Web Scraping
This is the act of extracting data from websites either manually or automatically. The different methods have different pros and cons. Extracting data manually allows for one to gather specific data from a website; however, the extraction is slow and arduous. Extracting data automatically is time efficient; however, the data gathered is not as specific as manual scraping.
Manual scraping
This means a user will manually visit a website, navigate to a specific file, download the file to a specific location and name the file. This process is very time consuming, however still has benefits. It requires little to no coding ability and is unlikely to violate any fair use laws in the context of downloading from publicly stored books. If only certain books are required, manual scraping allows for human filtering which, in cases where the boundaries cannot be easily defined/written in code, can be faster than automatic scraping. For a small set of data, this may be the optimal method considering the amount of people working on a project. However, for a larger set of data, other methods should be used.
Automatic scraping
Automatic scraping involves writing a script to download a series of files. Once written,
this method is much faster than manual scraping, but has some significant drawbacks. While web
scraping is not officially against U.S. law, some may see it as against the fair use policy to
disobey the guidelines set out in a website's robots.txt
file. The robots.txt
file is a file
that shows what types of robots are allowed to visit a website. Project Gutenberg's robots.txt
file
indicates they do not want their website scraped.
One of the main reasons why websites are against scraping as it causes a drain on the server.
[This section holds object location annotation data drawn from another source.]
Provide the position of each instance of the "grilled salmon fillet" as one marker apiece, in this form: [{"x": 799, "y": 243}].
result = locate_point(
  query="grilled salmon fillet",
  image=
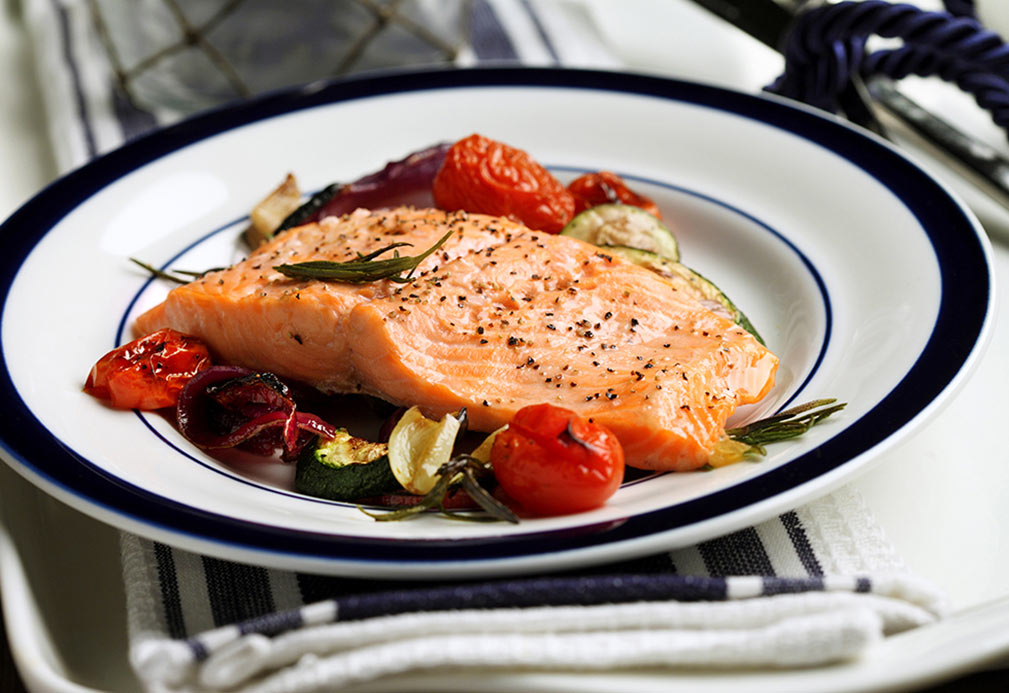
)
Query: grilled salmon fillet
[{"x": 499, "y": 318}]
This means if scraping code is written to download books at intervals this may not create a problem for the website. Still, one should refer to the website's fair use policy and, if possible, contact the host.
Scraping against the terms of a website can have negative repercussions. This could include 'crawler traps' hidden in the website so that algorithms get caught out when trying to scrape. There may also be an IP blocker, which prevents a certain IP from accessing the website. This would be a large problem as we wouldn't be able to do any scraping (including manual scraping) if this were to occur.
Our Solution
One way to over come this issue is to use mirrors. Mirrors are static copies of the website stored elsewhere. Websites provide these to allow scraping without draining the main websites resources. Project Gutenberg has a number of mirrors, from which we chose the Aleph mirror. Gutenberg also provides a how-to on mirroring from their website, including a recommendation to use rsync.
When we first used rsync, we predicted the file size too small. There were many more files on the server than we originally accounted for, such as images, sound files, and multiple copies of the same book in different file formats. Even if we got rid of all the wrong file formats, we would still have to deal with all the files that do not fulfill the project's requirements for processing. In the end we chose to filter out incorrect file types in our original rsync, then using metadata to filter the files even further.